Hopeful Thoughts

Argentina Day 4, September 8, 2009

This morning we were going to try again to go to Tina’s, but it was still raining. We decided to go ahead and at least see what needed to be done. Tina is a sweet older lady who goes to the church in City Bell, but she lives alone and her home is in need of a great deal of repair. The yard needs to be cleaned up (grass cut, weeds pulled, and trash picked up), her sink is dripping, her back door has the glass broken out of it, the roof is leaking, and probably much more. Hopefully time will allow us or some of us to help her out while we are here.


Tina sent us all home with “belly button” oranges and a banana for Emily. She told us about the meaning of name the orange in Spanish. “belly button” is certainly more comical than the English “naval”!!!


Back at the church, Kurt decided it would be fun to take group shot with our oranges.

Back at the church, Kurt decided it would be fun to take group shot with our oranges.

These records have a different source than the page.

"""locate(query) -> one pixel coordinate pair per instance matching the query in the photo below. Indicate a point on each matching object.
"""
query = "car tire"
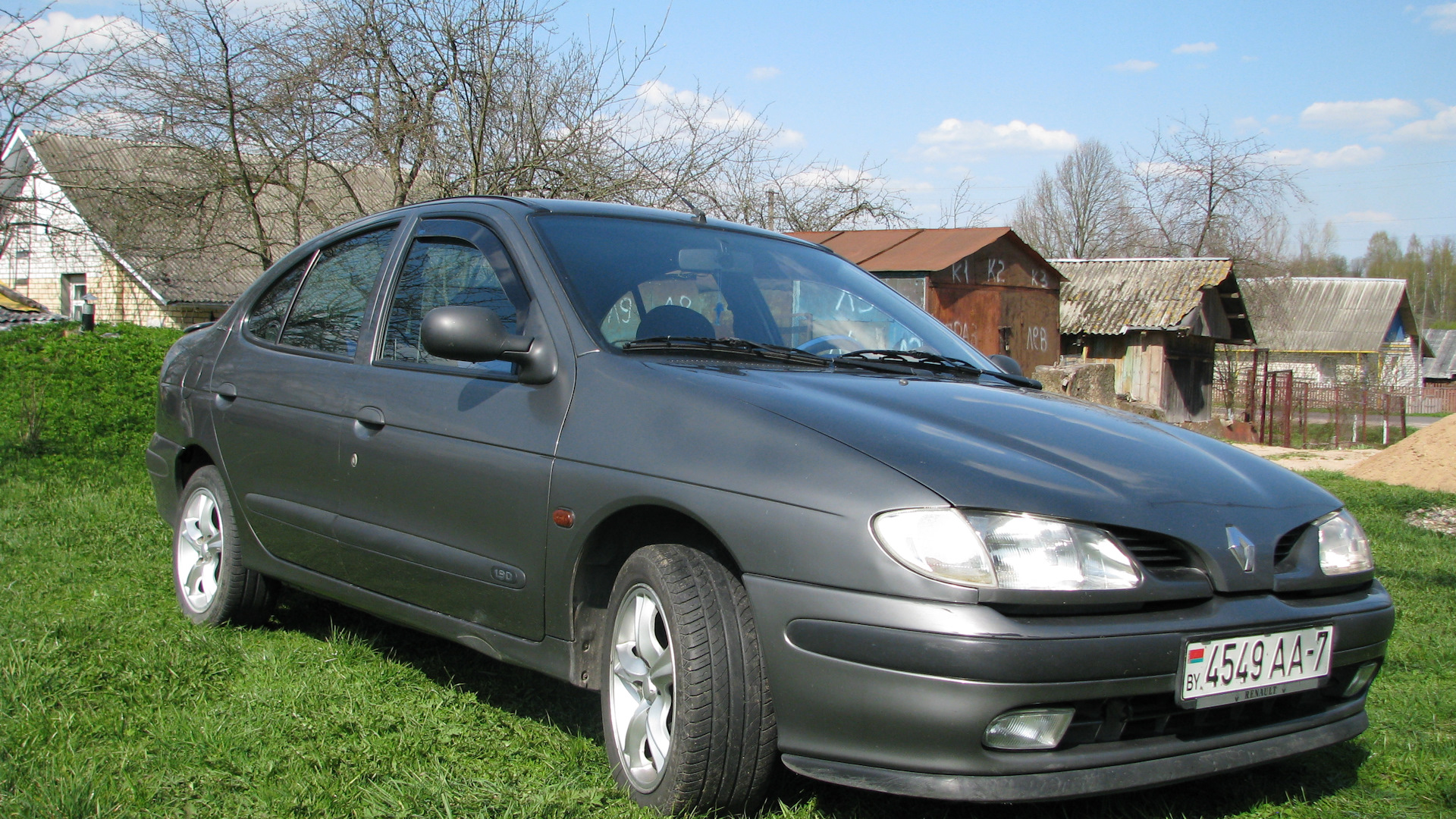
(717, 717)
(207, 572)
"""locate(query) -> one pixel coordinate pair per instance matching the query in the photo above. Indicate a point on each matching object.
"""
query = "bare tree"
(1081, 210)
(965, 210)
(50, 77)
(1204, 194)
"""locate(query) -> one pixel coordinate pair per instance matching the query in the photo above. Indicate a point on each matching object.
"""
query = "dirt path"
(1427, 460)
(1307, 460)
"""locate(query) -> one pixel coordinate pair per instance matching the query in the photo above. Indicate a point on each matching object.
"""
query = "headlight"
(1005, 550)
(1343, 544)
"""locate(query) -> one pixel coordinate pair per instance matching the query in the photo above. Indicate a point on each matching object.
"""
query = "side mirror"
(476, 334)
(1008, 365)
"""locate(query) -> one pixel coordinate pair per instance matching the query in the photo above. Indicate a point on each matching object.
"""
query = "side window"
(265, 319)
(450, 262)
(331, 303)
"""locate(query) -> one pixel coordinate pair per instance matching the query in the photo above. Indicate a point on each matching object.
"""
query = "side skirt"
(551, 656)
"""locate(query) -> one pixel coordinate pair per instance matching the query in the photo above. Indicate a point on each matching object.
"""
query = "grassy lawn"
(111, 704)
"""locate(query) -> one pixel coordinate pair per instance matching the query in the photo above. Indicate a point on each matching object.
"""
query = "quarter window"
(265, 319)
(450, 262)
(331, 303)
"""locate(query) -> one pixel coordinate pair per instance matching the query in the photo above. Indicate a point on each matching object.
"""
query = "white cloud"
(1443, 17)
(1340, 158)
(788, 137)
(1436, 129)
(1366, 216)
(957, 139)
(1134, 66)
(664, 99)
(77, 34)
(1370, 115)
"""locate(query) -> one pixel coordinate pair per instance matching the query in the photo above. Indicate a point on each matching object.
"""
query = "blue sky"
(880, 79)
(1354, 95)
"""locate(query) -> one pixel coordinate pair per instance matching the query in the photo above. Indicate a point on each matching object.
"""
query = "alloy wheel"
(200, 550)
(642, 682)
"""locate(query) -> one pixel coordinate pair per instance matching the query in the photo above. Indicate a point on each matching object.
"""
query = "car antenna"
(698, 215)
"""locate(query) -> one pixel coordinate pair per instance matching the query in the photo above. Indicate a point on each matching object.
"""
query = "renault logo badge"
(1241, 547)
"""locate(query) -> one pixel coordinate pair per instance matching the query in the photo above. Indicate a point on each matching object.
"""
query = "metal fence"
(1282, 410)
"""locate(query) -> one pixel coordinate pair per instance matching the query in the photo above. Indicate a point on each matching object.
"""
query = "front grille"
(1158, 714)
(1286, 544)
(1155, 551)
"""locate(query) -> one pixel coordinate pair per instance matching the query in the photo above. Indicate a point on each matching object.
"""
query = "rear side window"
(265, 319)
(329, 306)
(450, 262)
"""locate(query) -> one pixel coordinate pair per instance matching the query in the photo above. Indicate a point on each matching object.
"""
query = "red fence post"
(1289, 406)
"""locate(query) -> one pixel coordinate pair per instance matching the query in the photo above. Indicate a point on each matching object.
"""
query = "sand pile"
(1427, 460)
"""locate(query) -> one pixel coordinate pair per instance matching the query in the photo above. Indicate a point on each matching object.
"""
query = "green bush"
(79, 395)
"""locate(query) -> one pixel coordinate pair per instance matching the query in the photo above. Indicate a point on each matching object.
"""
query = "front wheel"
(213, 588)
(686, 710)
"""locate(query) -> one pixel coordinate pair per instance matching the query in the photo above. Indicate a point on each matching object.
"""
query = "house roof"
(1329, 314)
(1442, 363)
(913, 248)
(158, 210)
(1116, 297)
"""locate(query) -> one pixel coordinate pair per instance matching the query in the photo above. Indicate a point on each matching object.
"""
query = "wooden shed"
(1158, 319)
(983, 283)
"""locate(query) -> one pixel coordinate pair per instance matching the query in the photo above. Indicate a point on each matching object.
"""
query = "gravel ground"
(1438, 519)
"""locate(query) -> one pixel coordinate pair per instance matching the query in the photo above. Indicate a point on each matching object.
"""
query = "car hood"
(1018, 449)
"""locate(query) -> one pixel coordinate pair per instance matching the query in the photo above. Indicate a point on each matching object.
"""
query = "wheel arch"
(188, 461)
(606, 548)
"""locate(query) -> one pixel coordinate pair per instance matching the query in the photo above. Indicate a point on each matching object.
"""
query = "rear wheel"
(686, 711)
(212, 585)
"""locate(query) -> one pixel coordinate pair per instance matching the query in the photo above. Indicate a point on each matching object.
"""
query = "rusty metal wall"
(1002, 302)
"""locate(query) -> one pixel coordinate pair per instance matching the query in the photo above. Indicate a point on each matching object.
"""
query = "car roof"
(582, 207)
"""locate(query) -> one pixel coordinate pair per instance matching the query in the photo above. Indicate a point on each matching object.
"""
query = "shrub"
(79, 395)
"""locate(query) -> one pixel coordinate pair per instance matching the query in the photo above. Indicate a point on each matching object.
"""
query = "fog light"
(1033, 729)
(1362, 679)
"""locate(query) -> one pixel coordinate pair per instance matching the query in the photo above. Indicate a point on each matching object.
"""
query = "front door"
(446, 465)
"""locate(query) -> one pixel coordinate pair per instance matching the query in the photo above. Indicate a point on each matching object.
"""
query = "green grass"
(112, 704)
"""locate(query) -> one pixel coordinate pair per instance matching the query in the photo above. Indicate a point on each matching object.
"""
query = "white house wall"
(57, 242)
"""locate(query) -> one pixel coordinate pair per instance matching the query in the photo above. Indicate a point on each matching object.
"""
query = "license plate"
(1232, 670)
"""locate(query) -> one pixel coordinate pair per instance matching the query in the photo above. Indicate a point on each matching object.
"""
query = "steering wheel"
(827, 343)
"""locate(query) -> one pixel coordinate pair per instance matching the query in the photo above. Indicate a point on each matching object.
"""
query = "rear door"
(283, 387)
(447, 464)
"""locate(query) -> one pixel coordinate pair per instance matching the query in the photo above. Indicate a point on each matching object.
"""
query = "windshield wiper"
(733, 346)
(924, 359)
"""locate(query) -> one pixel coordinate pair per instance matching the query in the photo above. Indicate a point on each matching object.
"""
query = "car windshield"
(634, 279)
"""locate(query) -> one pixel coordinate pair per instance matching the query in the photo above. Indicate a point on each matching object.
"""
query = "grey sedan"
(766, 506)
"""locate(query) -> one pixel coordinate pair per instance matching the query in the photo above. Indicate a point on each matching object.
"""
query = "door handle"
(226, 394)
(370, 417)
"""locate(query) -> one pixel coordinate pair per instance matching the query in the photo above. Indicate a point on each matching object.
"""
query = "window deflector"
(468, 232)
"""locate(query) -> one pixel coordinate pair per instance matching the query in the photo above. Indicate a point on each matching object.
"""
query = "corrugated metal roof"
(156, 209)
(1327, 314)
(1442, 365)
(912, 249)
(1111, 297)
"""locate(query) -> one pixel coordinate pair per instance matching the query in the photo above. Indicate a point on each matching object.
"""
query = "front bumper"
(894, 694)
(1068, 784)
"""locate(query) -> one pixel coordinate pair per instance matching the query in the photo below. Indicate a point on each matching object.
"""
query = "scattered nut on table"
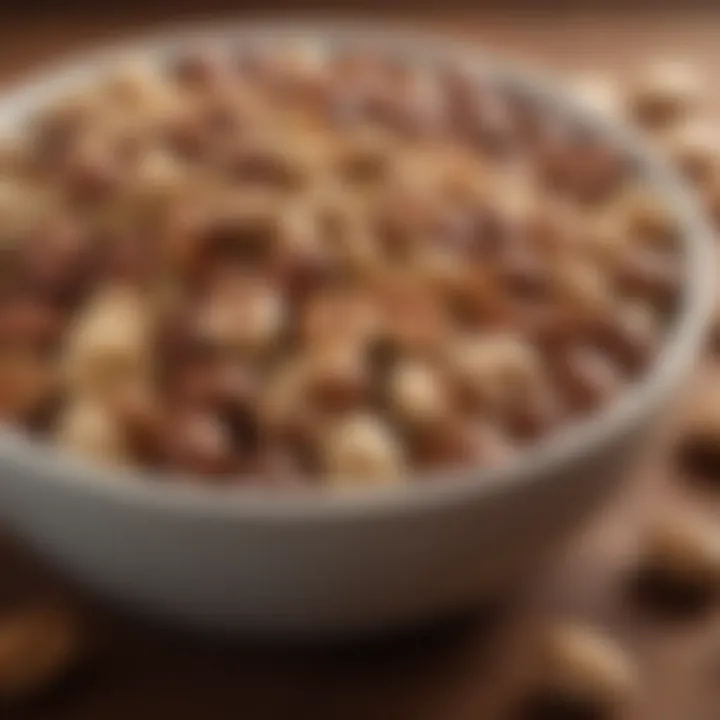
(663, 92)
(580, 669)
(698, 452)
(598, 93)
(681, 554)
(694, 148)
(37, 646)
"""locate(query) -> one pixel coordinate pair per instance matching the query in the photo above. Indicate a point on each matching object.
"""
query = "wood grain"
(465, 669)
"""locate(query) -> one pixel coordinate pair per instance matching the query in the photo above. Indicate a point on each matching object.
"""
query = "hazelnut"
(138, 412)
(242, 314)
(699, 451)
(462, 442)
(417, 394)
(579, 665)
(268, 164)
(93, 174)
(29, 324)
(362, 449)
(583, 284)
(338, 376)
(37, 646)
(663, 92)
(26, 383)
(284, 407)
(108, 343)
(134, 86)
(586, 377)
(598, 94)
(694, 148)
(199, 443)
(158, 177)
(89, 428)
(496, 370)
(648, 216)
(682, 550)
(334, 317)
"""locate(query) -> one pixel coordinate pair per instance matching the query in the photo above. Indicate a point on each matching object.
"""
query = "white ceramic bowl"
(332, 563)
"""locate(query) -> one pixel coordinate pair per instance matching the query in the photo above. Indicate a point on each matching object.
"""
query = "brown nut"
(582, 284)
(663, 92)
(140, 415)
(598, 93)
(198, 443)
(108, 345)
(362, 450)
(699, 445)
(337, 376)
(417, 394)
(242, 314)
(27, 382)
(494, 370)
(682, 551)
(582, 667)
(462, 442)
(586, 377)
(29, 324)
(37, 647)
(694, 148)
(339, 317)
(90, 429)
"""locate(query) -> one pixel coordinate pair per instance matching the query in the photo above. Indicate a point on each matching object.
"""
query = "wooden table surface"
(139, 671)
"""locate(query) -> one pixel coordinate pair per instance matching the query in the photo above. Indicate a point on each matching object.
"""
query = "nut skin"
(580, 666)
(586, 378)
(198, 444)
(89, 429)
(664, 92)
(682, 552)
(363, 450)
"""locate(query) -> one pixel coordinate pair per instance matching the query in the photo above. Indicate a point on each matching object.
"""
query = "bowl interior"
(42, 463)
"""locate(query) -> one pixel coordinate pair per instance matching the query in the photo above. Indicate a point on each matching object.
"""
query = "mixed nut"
(315, 266)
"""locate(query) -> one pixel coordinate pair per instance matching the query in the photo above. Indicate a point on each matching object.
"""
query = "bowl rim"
(39, 463)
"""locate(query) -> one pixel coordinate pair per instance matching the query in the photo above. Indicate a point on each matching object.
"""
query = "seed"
(664, 92)
(581, 669)
(362, 449)
(681, 558)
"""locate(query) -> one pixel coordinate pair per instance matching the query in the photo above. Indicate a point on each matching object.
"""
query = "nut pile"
(580, 672)
(343, 268)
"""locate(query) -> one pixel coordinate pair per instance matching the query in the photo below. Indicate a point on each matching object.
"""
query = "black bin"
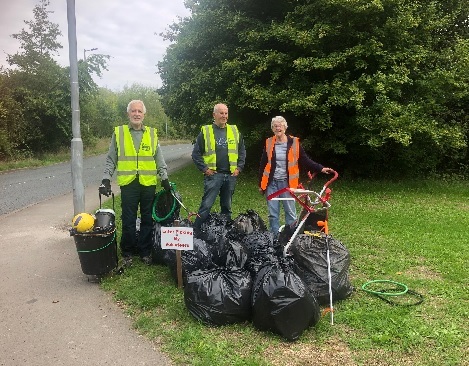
(97, 252)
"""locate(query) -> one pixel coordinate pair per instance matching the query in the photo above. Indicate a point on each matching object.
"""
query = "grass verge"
(413, 232)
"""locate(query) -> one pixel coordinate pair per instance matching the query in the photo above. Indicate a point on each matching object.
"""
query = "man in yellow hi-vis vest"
(134, 152)
(220, 154)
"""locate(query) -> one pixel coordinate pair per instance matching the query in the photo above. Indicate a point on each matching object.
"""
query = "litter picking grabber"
(325, 228)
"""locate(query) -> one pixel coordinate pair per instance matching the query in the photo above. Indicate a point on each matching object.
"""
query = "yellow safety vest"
(131, 163)
(210, 156)
(293, 168)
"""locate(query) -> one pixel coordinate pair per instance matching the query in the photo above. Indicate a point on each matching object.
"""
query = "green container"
(97, 252)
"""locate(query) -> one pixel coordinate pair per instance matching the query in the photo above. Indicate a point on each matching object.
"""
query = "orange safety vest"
(293, 168)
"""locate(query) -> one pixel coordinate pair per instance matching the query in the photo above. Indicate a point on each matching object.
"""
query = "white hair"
(136, 101)
(279, 119)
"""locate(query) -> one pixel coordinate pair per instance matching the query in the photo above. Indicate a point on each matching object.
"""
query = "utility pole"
(77, 143)
(84, 53)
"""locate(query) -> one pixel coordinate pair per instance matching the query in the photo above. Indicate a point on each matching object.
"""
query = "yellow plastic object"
(83, 222)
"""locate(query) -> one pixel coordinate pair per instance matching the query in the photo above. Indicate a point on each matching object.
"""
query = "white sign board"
(179, 238)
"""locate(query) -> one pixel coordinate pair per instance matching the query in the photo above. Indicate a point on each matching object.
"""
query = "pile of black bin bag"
(237, 272)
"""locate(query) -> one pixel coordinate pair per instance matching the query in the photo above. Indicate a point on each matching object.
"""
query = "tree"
(369, 86)
(40, 88)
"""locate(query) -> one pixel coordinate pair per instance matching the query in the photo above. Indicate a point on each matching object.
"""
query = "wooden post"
(178, 260)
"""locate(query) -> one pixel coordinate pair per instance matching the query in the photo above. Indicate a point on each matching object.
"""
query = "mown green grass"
(412, 232)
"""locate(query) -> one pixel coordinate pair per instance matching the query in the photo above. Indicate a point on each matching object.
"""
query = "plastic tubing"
(399, 285)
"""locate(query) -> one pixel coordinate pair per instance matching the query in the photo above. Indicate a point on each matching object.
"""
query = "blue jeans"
(133, 196)
(219, 184)
(274, 206)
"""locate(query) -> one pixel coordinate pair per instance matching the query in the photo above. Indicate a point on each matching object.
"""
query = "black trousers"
(133, 196)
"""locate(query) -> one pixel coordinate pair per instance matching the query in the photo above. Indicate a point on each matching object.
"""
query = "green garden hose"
(398, 292)
(387, 294)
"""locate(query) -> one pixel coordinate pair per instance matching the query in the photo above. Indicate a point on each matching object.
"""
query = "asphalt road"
(50, 312)
(24, 187)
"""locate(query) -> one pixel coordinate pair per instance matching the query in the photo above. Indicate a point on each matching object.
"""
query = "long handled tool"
(325, 228)
(320, 203)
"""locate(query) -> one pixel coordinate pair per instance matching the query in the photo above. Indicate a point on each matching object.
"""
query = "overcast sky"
(126, 30)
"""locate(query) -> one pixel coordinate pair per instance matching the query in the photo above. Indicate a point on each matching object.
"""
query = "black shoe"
(127, 261)
(147, 260)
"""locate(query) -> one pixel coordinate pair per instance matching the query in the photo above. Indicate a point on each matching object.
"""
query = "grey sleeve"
(111, 159)
(241, 154)
(161, 167)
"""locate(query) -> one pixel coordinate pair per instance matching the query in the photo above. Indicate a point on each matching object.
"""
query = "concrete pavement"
(51, 314)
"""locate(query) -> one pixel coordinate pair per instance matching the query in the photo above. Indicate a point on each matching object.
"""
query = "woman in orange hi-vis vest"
(280, 168)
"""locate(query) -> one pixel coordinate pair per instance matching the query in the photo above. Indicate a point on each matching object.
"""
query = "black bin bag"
(310, 258)
(219, 296)
(281, 302)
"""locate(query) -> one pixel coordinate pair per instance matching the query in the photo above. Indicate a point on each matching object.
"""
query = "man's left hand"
(165, 184)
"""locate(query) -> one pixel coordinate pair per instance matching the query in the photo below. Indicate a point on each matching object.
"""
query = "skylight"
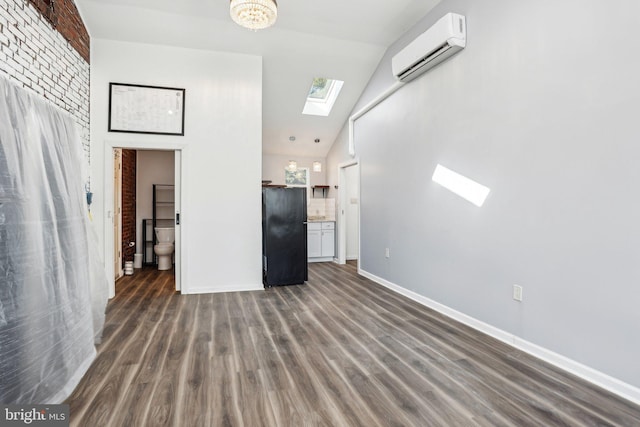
(322, 96)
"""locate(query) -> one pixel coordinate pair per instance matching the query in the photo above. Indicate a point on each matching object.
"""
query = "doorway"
(113, 191)
(117, 213)
(349, 211)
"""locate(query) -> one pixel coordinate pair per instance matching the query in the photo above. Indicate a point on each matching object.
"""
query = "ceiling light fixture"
(254, 14)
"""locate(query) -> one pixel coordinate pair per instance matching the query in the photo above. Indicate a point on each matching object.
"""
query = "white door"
(352, 211)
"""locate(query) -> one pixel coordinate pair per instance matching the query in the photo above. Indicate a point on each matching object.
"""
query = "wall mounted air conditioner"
(445, 38)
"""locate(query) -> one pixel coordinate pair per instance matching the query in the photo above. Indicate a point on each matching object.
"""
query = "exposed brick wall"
(37, 57)
(128, 203)
(64, 17)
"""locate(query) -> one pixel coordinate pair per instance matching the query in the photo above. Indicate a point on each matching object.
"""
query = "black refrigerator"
(284, 236)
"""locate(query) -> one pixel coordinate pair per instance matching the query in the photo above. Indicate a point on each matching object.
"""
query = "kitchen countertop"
(319, 219)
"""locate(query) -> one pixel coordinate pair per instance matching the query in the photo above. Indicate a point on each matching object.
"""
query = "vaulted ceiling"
(339, 39)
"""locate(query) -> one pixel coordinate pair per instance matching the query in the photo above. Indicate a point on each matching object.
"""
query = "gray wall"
(542, 107)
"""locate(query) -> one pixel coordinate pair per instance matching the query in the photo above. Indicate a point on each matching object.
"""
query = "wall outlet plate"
(517, 292)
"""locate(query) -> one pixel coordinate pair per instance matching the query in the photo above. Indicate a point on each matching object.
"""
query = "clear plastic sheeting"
(52, 284)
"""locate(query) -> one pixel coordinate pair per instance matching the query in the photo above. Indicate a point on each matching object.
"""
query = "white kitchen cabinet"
(314, 240)
(321, 241)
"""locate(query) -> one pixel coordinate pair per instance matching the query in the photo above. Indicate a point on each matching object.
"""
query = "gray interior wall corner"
(526, 110)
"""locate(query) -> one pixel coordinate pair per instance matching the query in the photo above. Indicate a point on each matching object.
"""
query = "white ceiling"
(340, 39)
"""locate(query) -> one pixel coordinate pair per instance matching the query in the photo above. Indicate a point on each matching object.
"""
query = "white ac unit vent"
(442, 40)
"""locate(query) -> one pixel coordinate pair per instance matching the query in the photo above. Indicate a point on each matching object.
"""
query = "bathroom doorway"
(117, 213)
(349, 211)
(135, 242)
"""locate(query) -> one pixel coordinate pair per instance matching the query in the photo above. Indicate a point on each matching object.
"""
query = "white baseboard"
(222, 289)
(614, 385)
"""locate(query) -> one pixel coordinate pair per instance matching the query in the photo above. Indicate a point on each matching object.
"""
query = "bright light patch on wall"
(322, 95)
(461, 185)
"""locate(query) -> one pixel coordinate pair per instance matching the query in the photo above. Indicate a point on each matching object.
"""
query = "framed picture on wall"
(146, 109)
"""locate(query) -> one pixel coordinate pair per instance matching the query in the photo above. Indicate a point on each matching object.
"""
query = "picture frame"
(145, 109)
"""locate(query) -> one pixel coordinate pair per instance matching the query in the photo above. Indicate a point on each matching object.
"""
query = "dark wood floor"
(339, 351)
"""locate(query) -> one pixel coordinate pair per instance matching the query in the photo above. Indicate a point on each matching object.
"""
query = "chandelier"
(254, 14)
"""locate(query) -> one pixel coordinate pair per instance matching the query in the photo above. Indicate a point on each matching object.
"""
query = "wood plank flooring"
(338, 351)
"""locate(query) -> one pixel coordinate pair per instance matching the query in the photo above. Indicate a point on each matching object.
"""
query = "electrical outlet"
(517, 292)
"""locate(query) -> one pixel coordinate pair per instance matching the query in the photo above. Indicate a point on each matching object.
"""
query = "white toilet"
(164, 248)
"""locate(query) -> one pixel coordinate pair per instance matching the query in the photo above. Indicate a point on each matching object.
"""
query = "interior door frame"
(118, 271)
(180, 150)
(342, 217)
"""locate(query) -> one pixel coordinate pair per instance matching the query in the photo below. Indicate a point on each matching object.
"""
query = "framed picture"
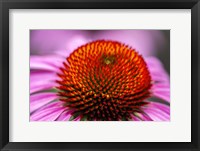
(99, 75)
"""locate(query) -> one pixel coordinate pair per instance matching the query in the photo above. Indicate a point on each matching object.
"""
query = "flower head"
(101, 80)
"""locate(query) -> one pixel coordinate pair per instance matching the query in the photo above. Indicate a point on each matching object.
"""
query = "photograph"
(99, 75)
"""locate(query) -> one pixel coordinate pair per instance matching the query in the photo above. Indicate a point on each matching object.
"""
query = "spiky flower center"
(104, 80)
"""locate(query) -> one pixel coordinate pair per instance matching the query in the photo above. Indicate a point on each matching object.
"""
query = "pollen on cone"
(104, 80)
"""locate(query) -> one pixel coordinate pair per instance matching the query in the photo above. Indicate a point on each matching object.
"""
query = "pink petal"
(49, 41)
(65, 116)
(47, 62)
(157, 70)
(45, 86)
(42, 80)
(164, 95)
(41, 99)
(161, 85)
(146, 42)
(157, 112)
(49, 113)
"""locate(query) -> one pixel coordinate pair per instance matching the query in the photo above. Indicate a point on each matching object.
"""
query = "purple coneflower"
(101, 80)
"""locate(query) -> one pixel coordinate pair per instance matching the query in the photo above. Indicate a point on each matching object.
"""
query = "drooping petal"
(47, 62)
(65, 116)
(49, 113)
(44, 42)
(42, 80)
(161, 85)
(146, 42)
(39, 100)
(157, 70)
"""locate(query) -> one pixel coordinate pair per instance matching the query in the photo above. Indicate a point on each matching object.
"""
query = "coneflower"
(102, 80)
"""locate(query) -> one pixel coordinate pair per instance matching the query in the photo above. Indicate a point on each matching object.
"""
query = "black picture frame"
(5, 5)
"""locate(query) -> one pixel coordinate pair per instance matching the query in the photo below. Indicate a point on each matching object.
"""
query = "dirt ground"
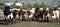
(29, 24)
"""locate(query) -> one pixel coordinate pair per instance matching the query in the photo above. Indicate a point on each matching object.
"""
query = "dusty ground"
(30, 24)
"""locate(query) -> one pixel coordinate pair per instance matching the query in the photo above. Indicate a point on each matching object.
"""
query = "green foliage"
(1, 7)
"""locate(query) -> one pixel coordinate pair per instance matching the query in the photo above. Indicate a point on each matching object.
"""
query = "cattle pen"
(28, 24)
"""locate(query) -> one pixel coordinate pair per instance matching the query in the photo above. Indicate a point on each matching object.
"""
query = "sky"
(49, 2)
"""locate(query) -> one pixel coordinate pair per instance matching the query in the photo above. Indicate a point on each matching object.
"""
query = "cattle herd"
(36, 14)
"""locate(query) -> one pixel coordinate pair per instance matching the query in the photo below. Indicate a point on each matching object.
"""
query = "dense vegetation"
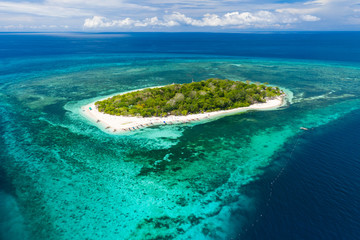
(182, 99)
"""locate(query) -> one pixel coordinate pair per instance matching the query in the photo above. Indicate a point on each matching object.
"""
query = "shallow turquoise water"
(71, 180)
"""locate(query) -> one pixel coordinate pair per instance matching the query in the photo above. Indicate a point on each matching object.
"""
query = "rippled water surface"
(63, 178)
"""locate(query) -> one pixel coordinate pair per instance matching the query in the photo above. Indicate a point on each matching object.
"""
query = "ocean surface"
(254, 175)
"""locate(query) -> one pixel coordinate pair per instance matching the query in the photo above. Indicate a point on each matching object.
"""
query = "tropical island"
(181, 103)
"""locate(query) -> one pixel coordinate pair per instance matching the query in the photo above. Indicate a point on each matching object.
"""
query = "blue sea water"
(248, 176)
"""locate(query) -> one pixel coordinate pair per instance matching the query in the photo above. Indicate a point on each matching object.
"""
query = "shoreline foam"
(120, 124)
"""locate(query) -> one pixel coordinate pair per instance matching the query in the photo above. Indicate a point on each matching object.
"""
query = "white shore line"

We left Tina’s and went back to the church to finish up some repairs and do some deep cleaning. Don got to work scraping off the remaining bits of carpet still clinging to the steps. Ken focused on repairing the windows that wouldn’t seal, and the ladies began sweeping, mopping, and scrubbing the floors and bathrooms.

All clean!

All clean!

After the cleaning, Ken and the ladies went to Wal-Mart to look for supplies for the children’s classroom. They had purchased a bed that may potentially be used for short term missionaries to sleep on while they stay, but in between will be a place for the kids to use as a couch. We shopped for a sheet set and pillows to make it comfy and inviting. Ken was looking for a table, but still hasn’t found what he’s looking for.


Wal-Mart in Argentina looks the same as in the U.S., but it is not. They carry many things that the US version does not, and there are many things that they are lacking. Mattresses are plentiful, but blankets are not. The have a HUGE selection of mate’, but not much coffee. The cashiers sit down while checking out purchases. We didn’t get to look at the whole place, because it’s still really big!

We had lunch at the church and ordered empanadas. They are delivered in boxes like those that contain pizza in the US. They are yummy! The food has been one of the great things about Argentina!

We went back to the Hogar Betel that evening to work more with the kids. We tried to teach a lesson on Heaven from the CEF materials to about 11 kids, but they were totally wired. They have no manners and were running all over the place We tried to play a game with balloons and we needed to blow them up first. As soon as the kids saw the balloons, they swarmed the table. We needed 12 balloons for the game. We started with 12, but by the time Emily and I were able to get them “all” blown up, 3 of them had been stolen. The kids do not understand the word “No”. The Hogar is a Christian place, but they do not have the staff or the volunteers to give these kids the structure they need. I have taught difficult kids, but I have to say this was the HARDEST teaching situation I have even been in.

We served the kids a snack of Tang and cookies and we noticed that the kids were taking seconds on the snack and stuffing cookies in their pockets. Evelyn observed that they would then trade with each other for other things (including the jump ropes that we had left with them the day before). They barter with anything they can get there hands on. These kids know the Bible, but they don’t know Jesus. They need people that can work with them more than 3 days in the month of September of 2009.

We finished the day with dinner at the “Club Banco Provincia,” the hotel that we are staying at. I had Gnonnchi with a beef and tomato sauce and sprinkles of cheese. Pretty tasty!!